Se passou uma semana e não recebi nenhuma ligação ou mensagem de Katy. Escutei alguém bater na porta, levantei rapidamente e fui atender, era Katy, assim que eu abri a porta ela disse:
-Vim te ver, acho que já faz um tempo que a gente não se fala na faculdade. Ela entrou e se sentou no sofá e eu fiz o mesmo, estava feliz por ver que ela me procurou, ali eu percebi que ela ainda queria continuar a nossa amizade.

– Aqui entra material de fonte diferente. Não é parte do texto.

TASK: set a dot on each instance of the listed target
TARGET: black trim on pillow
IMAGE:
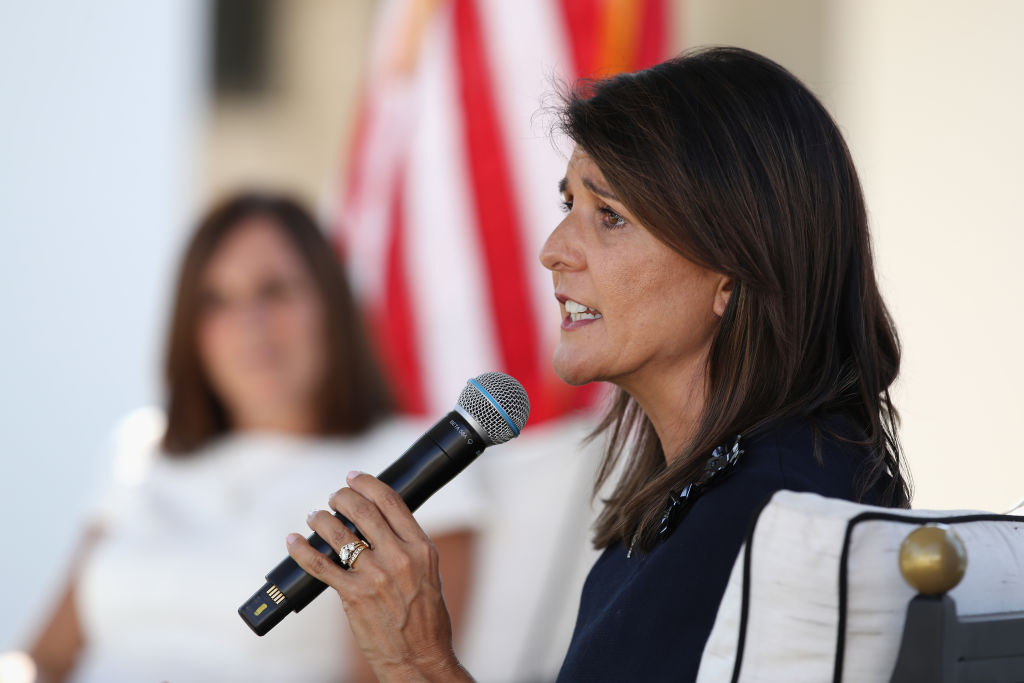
(744, 602)
(844, 557)
(843, 579)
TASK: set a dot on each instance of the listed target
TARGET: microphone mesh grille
(509, 394)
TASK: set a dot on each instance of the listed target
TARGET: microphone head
(499, 404)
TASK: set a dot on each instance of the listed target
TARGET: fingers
(387, 504)
(314, 562)
(330, 528)
(366, 515)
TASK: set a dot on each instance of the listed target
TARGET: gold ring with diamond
(350, 551)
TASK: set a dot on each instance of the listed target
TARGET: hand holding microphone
(392, 595)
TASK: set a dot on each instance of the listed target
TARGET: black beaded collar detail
(721, 463)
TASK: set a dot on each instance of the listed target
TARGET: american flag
(453, 183)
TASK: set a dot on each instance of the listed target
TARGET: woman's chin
(571, 370)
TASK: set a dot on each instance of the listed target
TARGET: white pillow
(816, 589)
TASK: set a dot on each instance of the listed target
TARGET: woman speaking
(714, 264)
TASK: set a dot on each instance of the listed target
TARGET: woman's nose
(561, 250)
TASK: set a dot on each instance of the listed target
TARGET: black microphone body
(435, 459)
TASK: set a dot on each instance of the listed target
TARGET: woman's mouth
(578, 311)
(579, 314)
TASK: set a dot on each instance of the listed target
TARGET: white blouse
(190, 539)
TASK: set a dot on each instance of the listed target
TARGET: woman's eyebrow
(597, 189)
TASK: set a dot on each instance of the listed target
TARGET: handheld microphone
(492, 409)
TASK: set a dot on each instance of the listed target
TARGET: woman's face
(634, 310)
(261, 329)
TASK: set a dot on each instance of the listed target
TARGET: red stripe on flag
(357, 145)
(583, 28)
(653, 44)
(393, 319)
(496, 213)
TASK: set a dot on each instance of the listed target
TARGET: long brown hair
(728, 159)
(352, 394)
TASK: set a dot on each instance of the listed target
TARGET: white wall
(930, 96)
(98, 102)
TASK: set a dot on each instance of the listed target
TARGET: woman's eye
(610, 218)
(210, 302)
(274, 291)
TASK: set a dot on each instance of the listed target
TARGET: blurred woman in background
(715, 265)
(273, 393)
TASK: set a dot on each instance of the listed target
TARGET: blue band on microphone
(498, 407)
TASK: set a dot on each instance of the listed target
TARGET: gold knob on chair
(933, 559)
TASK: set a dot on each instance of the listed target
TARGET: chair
(816, 594)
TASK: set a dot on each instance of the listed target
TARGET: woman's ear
(722, 294)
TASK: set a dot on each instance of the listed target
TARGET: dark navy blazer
(647, 617)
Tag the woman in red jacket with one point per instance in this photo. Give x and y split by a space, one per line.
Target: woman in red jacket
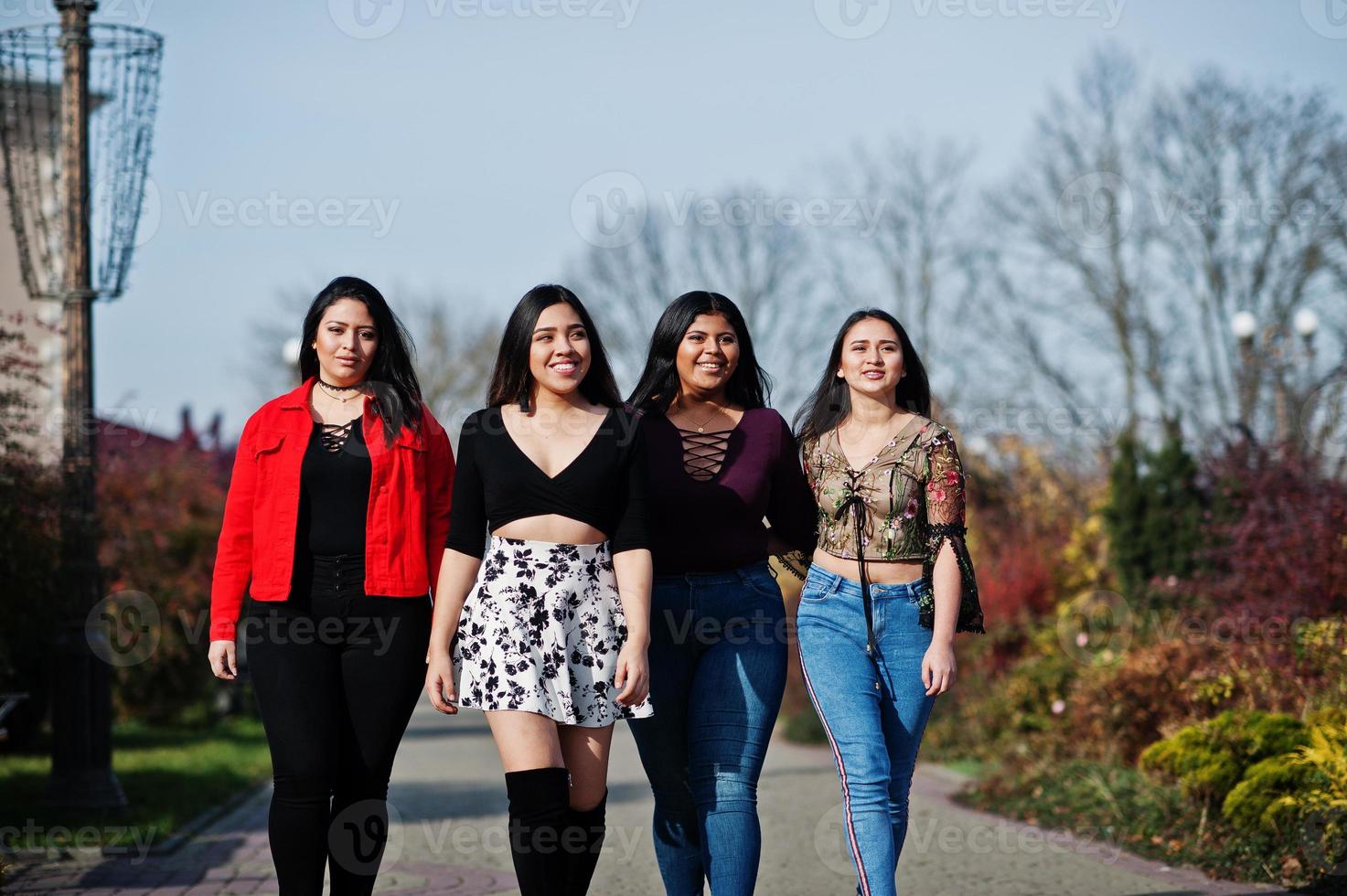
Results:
337 512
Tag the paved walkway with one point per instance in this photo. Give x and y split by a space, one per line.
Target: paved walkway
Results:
447 813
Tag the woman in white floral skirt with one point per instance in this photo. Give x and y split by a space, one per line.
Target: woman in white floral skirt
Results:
546 627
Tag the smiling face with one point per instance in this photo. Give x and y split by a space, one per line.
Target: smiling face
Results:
560 353
345 343
871 358
708 356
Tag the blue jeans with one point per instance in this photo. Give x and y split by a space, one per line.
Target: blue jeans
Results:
873 710
718 657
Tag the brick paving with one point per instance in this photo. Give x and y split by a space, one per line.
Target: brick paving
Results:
447 836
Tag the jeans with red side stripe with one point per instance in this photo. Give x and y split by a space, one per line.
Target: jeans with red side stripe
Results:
873 710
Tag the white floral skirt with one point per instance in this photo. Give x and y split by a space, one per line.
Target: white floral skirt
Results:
540 632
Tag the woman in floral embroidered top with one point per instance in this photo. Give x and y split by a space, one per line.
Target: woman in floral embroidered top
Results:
891 581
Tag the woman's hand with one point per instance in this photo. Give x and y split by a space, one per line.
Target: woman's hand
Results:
937 667
439 682
634 674
222 660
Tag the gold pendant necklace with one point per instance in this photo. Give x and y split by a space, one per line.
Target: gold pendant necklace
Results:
700 426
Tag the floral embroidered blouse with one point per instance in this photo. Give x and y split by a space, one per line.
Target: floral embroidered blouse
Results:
904 504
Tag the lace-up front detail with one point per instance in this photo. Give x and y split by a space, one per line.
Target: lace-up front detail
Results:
703 453
335 435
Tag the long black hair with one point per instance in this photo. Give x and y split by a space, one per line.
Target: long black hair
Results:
512 381
830 401
749 386
396 391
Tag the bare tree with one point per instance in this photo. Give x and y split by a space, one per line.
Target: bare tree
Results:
1141 221
914 256
766 267
1247 187
1067 261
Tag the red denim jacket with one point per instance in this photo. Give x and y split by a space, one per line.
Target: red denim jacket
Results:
404 528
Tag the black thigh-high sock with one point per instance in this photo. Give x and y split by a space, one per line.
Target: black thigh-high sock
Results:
538 801
583 837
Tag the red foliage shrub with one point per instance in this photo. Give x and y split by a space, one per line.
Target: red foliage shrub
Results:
1278 535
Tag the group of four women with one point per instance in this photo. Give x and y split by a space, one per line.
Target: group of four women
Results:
590 560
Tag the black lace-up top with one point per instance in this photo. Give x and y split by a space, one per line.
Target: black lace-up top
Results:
335 489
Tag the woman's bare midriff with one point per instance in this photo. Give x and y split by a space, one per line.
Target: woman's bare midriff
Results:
879 571
551 527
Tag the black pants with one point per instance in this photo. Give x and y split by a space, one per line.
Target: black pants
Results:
337 674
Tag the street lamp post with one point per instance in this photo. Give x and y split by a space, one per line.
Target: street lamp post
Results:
79 102
81 713
1280 366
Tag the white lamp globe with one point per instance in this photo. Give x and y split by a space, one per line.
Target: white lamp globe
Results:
1244 325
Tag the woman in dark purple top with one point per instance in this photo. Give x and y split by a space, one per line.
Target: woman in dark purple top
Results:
720 464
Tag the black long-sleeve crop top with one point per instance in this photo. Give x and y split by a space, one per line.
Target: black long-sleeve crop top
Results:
495 483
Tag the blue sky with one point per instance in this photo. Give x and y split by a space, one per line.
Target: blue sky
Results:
444 154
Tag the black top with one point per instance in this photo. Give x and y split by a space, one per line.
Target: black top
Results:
335 491
495 483
711 491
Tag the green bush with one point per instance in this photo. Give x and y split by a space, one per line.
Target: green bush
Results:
1250 804
1209 759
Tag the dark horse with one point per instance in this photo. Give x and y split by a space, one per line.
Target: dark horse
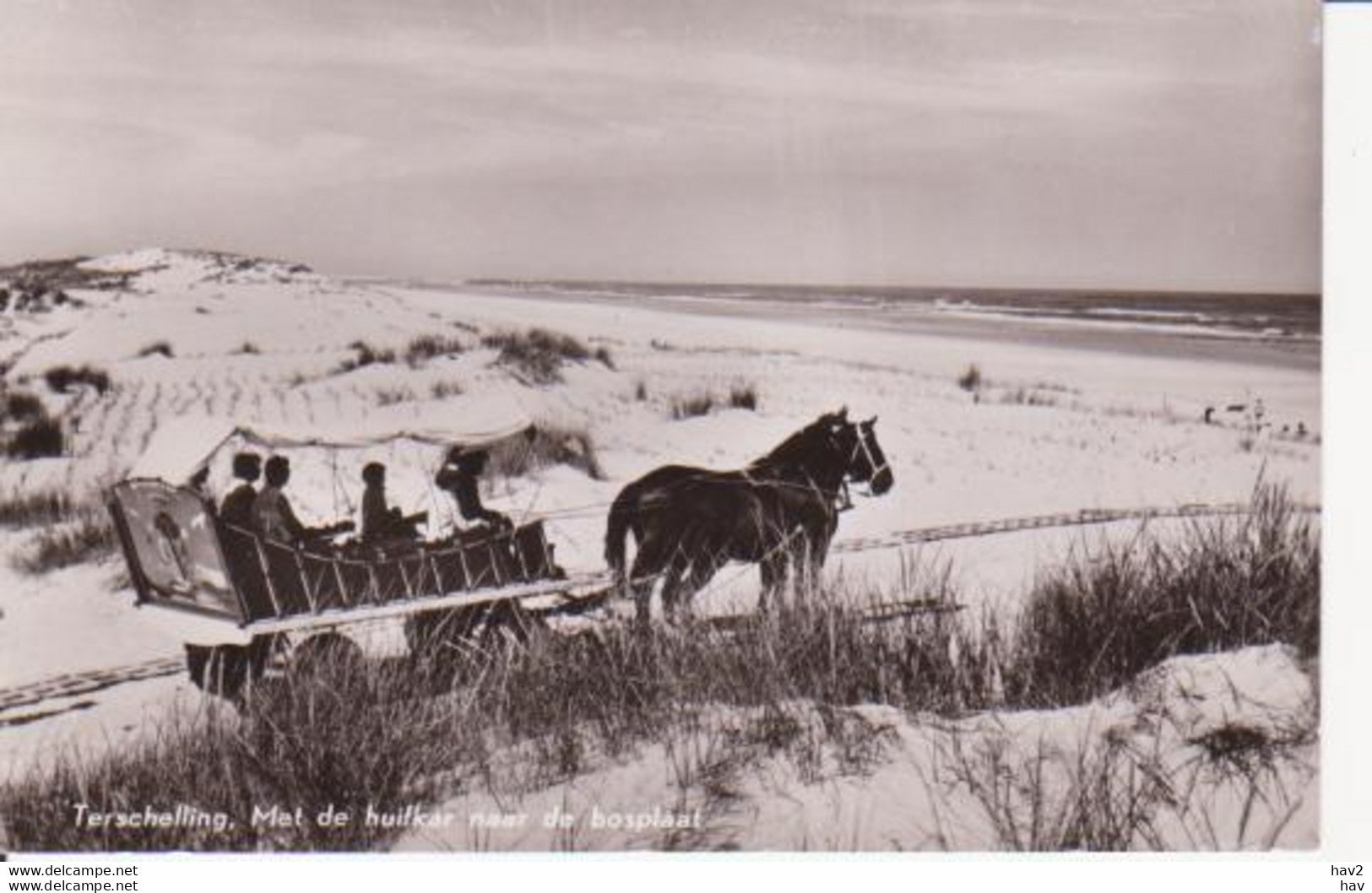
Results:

-Eu queria pedir desculpas por tudo que te disse nos últimos dias, por não ter sido tão compreensiva com os seus medos.
-Eu te desculpo sim, esses dias sem a sua companhia foram muito entediantes. - Disse sorrindo. Ela me abraçou, um abraço tão verdadeiro como se dissesse eu nunca vou te deixar, depois desse dia a gente nunca mais brigou por coisas bobas, tudo continuou como sempre foi desde a nossa infância, inseparáveis.